January 29, 2010 2 comments

Viola loves her life in Brooklyn with her quirky filmmaker parents.  Unfortunately, they need to go to Afghanistan to make a documentary and have dumped her in an Indiana boarding school for a year.  Can Viola see past her homesickness and embrace what Prefect Academy has to offer or will she be Queen Snark for a year?

I came at this book simultaneously expecting to like it and not like it.  I expected to like it, because when I was in the YA age group, I loved boarding school books, and I’ve read Trigiani’s Big Stone Gap trilogy and really liked her writing.  On the other hand, reviews online stated they disliked it due to a negative portrayal of Indiana and what they felt was a lack of understanding of teenagers.  Well, I liked Viola in Reel Life, and I would like to offer up rebuttals to both opinions.

First, the book is written from Viola’s perspective.  She’s a fourteen year old who has spent her entire life in Brooklyn, and she didn’t want to go to boarding school.  Her negative comments about Indiana are to be expected in this case.  She’s a New Yorker in the country for the first time.  Of course she’s going to think the fashion stinks.  Of course she’s going to miss the noise of the city.  Personally, I found Indiana and the folks in it to be portrayed in a positive light, because despite her anger and snark, they persist at comforting her homesickness and winning her over.  She comes to like aspects of Indiana just as much as she likes aspects of Brooklyn.  That is a key part of her growing up that is the main storyline.  She has to learn to make home wherever she is and be independent.  That point would not have come across strongly if she loved everything about Indiana from the moment she arrived.

Now to those who felt it was too young for teenagers, I think you’re starting to fall for the media’s portrayal of all teens as growing up very fast.  They’re not all having sex, doing drugs, and drinking.  I wasn’t that type of teen, and even teens who are can appreciate that not everyone is living a Gossip Girl life.  It is a clean book, and I liked that because it left room for me to focus on Viola growing as a person.  The kids are kind of innocent, and Viola acknowledges that she’s led a protected life so far.  On the other hand, Viola and her friends have to deal with step-parents, new siblings, serious family illness, money problems, and more.  Their problems are middle class type problems, but what’s wrong with that?  Not everyone grows up abused or poor or filthy rich or debaucherous.  The overall messages are excellent ones for teen girls to hear–be loyal to your friends, grow up and help your parents, don’t choose a boy over yourself, do your best and be gracious.  Plus the storyline supporting these messages is fun and interesting to read.

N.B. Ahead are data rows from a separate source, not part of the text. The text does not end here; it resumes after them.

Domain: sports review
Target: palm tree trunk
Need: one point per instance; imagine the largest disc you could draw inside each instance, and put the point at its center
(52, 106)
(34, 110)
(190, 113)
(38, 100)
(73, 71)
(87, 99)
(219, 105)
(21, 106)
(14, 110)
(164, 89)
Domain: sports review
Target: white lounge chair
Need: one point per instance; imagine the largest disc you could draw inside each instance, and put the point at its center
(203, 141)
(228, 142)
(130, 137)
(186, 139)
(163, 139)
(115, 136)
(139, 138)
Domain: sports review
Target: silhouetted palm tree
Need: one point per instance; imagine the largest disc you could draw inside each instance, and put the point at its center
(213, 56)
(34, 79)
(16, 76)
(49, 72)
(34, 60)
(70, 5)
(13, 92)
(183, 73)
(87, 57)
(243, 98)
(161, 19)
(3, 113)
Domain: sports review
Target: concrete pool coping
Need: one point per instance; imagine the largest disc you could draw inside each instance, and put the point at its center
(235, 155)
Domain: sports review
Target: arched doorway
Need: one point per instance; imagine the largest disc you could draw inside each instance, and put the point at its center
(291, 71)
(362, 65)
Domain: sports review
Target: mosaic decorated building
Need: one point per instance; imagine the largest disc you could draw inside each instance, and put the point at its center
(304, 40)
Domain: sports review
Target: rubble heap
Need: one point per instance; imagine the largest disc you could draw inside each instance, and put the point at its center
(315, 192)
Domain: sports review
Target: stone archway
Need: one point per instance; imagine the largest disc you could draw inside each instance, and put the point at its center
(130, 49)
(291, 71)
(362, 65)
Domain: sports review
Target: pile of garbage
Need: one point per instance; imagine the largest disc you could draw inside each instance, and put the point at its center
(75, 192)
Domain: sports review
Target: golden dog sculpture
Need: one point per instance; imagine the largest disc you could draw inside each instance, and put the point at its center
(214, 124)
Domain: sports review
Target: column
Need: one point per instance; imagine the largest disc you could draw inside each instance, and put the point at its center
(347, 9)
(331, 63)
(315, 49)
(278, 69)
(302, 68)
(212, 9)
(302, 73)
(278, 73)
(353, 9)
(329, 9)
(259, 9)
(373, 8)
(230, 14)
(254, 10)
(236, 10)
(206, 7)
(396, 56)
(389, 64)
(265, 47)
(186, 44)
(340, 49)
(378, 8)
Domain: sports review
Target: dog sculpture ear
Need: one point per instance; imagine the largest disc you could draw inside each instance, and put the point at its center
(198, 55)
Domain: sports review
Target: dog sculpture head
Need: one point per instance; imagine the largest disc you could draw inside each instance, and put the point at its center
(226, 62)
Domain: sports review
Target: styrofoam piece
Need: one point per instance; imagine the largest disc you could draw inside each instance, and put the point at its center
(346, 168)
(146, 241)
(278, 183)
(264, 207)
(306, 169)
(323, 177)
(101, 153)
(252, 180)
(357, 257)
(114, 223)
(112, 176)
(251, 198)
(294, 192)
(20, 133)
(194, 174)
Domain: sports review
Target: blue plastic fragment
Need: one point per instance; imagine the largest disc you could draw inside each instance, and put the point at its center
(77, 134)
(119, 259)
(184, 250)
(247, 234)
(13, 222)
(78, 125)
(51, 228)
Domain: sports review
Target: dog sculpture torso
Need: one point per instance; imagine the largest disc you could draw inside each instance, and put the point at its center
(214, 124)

My only complaint with the book is the minor sub-plot of a ghost.  I don’t think it really fit in very well with the overall world and feel of the book.  I would have much preferred that Viola find an old diary or something that made her come to understand Prefect Academy better.  However, it wasn’t in the book enough to make me dislike the story.

Overall, it’s a fun read, and I recommend it if you enjoy YA lit or stories set in boarding schools.